On 1 January 1964, the XX Engineer Battalion was renamed XIV Army Corps Engineer Battalion, and on 16 January of the same year, the 2nd Cableway Company was merged into the 1st Cableway Company. On the same day, the 1st Mechanics-Electricians Company, 1st Photo-Electricians Company and the 2nd Engineer Regiment's 1st Camouflage Company were merged and formed the Mixed Photo-Electricians-Camouflage Company. On 29 February 1964, the 1st Engineer Regiment was disbanded and the next day the regiment's remaining units joined the 2nd Engineer Regiment.

During the 1975 army reform the Italian Army disbanded the regimental level and newly independent battalions were granted for the first time their own flags. During the reform engineer battalions were named for a lake, if they supported an corps-level command, or a river, if they supported a division or brigade. On 31 December 1975, the 5th Engineer Regiment in Udine was disbanded. The next day, on 1 January 1976, the disbanded regiment's I Miners Battalion and V Army Corps Engineer Battalion became autonomous units. On the same day, the V Army Corps Engineer Battalion was renamed 5th Engineer Battalion "Bolsena", while the I Miners Battalion was renamed 1st Miners Battalion "Garda". The battalion was named for the great pre-alpine Lake Garda, which lies between Lombardy, Veneto and Trentin. The battalion was assigned, together with the 3rd Sappers Battalion "Verbano" and the 5th Engineer Battalion "Bolsena", to the 5th Army Corps' Engineer Command. After the reform the 1st Miners Battalion "Garda" consisted of a command, a command and park company, and three miners companies. At the time the 1st Miners Engineer Battalion "Garda" fielded 753 men (38 officers, 95 non-commissioned officers, and 620 soldiers).

On 12 November 1976, the President of the Italian Republic Giovanni Leone assigned with decree 846 the flag and traditions of the 1st Engineer Regiment and the traditions of the 1st Miners Regiment to the battalion.

For its conduct and work after the 1976 Friuli earthquake the battalion was awarded a Silver Medal of Army Valor, which was affixed to the battalion's flag and added to the battalion's coat of arms.
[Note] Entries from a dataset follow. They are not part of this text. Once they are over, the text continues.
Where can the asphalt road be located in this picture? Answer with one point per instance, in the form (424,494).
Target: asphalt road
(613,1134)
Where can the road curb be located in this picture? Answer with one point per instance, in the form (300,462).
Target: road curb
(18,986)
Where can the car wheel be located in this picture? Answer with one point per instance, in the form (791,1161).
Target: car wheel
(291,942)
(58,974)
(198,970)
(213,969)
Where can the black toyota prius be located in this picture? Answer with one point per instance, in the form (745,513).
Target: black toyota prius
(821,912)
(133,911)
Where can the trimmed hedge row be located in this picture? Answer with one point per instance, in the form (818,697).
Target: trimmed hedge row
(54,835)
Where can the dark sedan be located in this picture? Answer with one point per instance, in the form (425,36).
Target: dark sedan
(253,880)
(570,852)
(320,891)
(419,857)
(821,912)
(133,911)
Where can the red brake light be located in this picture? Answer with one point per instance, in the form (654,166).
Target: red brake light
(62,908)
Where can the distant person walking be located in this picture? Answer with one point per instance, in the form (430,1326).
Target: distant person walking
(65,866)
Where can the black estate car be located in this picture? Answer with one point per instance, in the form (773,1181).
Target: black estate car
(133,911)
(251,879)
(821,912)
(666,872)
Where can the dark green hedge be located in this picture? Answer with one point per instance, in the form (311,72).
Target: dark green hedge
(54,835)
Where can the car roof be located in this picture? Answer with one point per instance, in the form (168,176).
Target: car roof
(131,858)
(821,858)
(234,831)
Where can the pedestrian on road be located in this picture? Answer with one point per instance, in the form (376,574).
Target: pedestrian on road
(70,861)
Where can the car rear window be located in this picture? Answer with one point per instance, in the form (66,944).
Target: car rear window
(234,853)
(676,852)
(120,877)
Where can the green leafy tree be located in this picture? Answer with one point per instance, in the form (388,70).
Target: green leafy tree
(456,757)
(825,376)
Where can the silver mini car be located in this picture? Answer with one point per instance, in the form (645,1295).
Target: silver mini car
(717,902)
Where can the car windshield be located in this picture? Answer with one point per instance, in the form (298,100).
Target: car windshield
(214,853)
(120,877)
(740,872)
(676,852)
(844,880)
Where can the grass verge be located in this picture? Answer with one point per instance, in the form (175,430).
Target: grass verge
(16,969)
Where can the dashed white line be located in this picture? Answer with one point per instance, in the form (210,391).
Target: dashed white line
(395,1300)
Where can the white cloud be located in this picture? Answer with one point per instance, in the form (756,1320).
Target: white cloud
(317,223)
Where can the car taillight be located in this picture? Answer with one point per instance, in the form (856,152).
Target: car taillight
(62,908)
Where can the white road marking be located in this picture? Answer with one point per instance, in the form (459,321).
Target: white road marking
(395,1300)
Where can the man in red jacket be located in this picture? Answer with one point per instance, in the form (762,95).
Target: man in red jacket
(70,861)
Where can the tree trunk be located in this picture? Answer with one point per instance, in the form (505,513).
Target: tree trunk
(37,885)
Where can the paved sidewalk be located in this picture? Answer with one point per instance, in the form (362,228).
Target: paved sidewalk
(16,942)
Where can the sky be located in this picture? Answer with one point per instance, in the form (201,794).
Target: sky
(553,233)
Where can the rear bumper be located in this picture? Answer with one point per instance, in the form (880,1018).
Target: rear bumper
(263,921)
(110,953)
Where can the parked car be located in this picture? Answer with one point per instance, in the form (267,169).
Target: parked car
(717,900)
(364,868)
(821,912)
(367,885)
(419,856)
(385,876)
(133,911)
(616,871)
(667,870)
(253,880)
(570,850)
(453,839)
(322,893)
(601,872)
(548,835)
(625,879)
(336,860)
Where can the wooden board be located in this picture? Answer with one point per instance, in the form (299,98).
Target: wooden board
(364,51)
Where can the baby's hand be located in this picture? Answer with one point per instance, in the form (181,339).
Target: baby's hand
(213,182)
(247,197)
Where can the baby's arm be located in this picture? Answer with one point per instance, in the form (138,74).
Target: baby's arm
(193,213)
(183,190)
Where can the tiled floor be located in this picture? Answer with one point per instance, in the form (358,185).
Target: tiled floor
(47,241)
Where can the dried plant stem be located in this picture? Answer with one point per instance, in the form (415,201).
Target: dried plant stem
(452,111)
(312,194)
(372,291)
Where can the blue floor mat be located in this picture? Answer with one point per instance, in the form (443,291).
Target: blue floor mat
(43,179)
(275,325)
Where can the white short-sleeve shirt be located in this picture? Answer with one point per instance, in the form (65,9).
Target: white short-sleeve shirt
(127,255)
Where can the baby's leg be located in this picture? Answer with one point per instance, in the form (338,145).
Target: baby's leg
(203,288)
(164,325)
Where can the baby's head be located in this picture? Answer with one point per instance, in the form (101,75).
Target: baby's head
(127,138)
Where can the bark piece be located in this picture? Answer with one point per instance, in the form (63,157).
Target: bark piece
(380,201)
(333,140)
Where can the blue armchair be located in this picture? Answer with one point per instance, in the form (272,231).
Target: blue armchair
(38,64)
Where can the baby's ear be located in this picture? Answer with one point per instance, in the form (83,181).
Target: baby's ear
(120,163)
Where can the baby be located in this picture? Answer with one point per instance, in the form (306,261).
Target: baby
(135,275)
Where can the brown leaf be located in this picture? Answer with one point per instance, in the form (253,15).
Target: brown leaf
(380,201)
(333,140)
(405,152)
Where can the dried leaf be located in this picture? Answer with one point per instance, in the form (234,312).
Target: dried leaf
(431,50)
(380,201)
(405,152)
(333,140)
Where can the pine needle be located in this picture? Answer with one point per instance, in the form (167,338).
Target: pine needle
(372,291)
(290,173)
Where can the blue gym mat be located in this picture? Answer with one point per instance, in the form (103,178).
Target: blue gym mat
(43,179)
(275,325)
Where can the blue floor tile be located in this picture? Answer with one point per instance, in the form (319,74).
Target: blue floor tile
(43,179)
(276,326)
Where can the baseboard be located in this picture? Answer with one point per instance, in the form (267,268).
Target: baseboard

In 1986, the Command and Park Company split into the Command and Services Company and the Special Equipment Company. Afterwards the battalion consisted of the following units:

- 1st Miners Battalion "Garda", in Udine
  - Command and Services Company
  - 1st Miners Company
  - 2nd Miners Company
  - 3rd Miners Company
  - Special Equipment Company

=== Recent times ===
On 31 March 1991, the 1st Miners Battalion "Garda" was disbanded and the following 8 May the flag of the 1st Engineer Regiment was transferred to the Shrine of the Flags in the Vittoriano in Rome for safekeeping.

On 3 October 1993, 4th Engineer Battalion "Orta" in Trento lost its autonomy and the next day the battalion entered the reformed 1st Pioneer Regiment as Pioneer Battalion "Orta". As the flag of the 1st Engineer Regiment was still in the Shrine of the Flags in the Vittoriano in Rome, the 1st Pioneer Regiment continued to use temporarily the flag of the 4th Engineer Regiment.

On 13 October 1995, the 2nd Sappers Battalion "Iseo" in Bolzano was disbanded. On the same day, the flag of the 2nd Engineer Regiment, which had been assigned in 1975 to the 2nd Miners Battalion "Iseo", was transferred from Bolzano to Trento, where, upon the arrival of the flag, the 1st Pioneer Regiment was renamed 2nd Engineer Regiment, while the regiment's Pioneer Battalion "Orta" was renamed Sappers Battalion "Iseo". Afterwards, the flag of the 4th Engineer Regiment was transferred from Trento to Palermo, where it arrived and was assigned to the 4th Pioneer Regiment on 24 October 1995.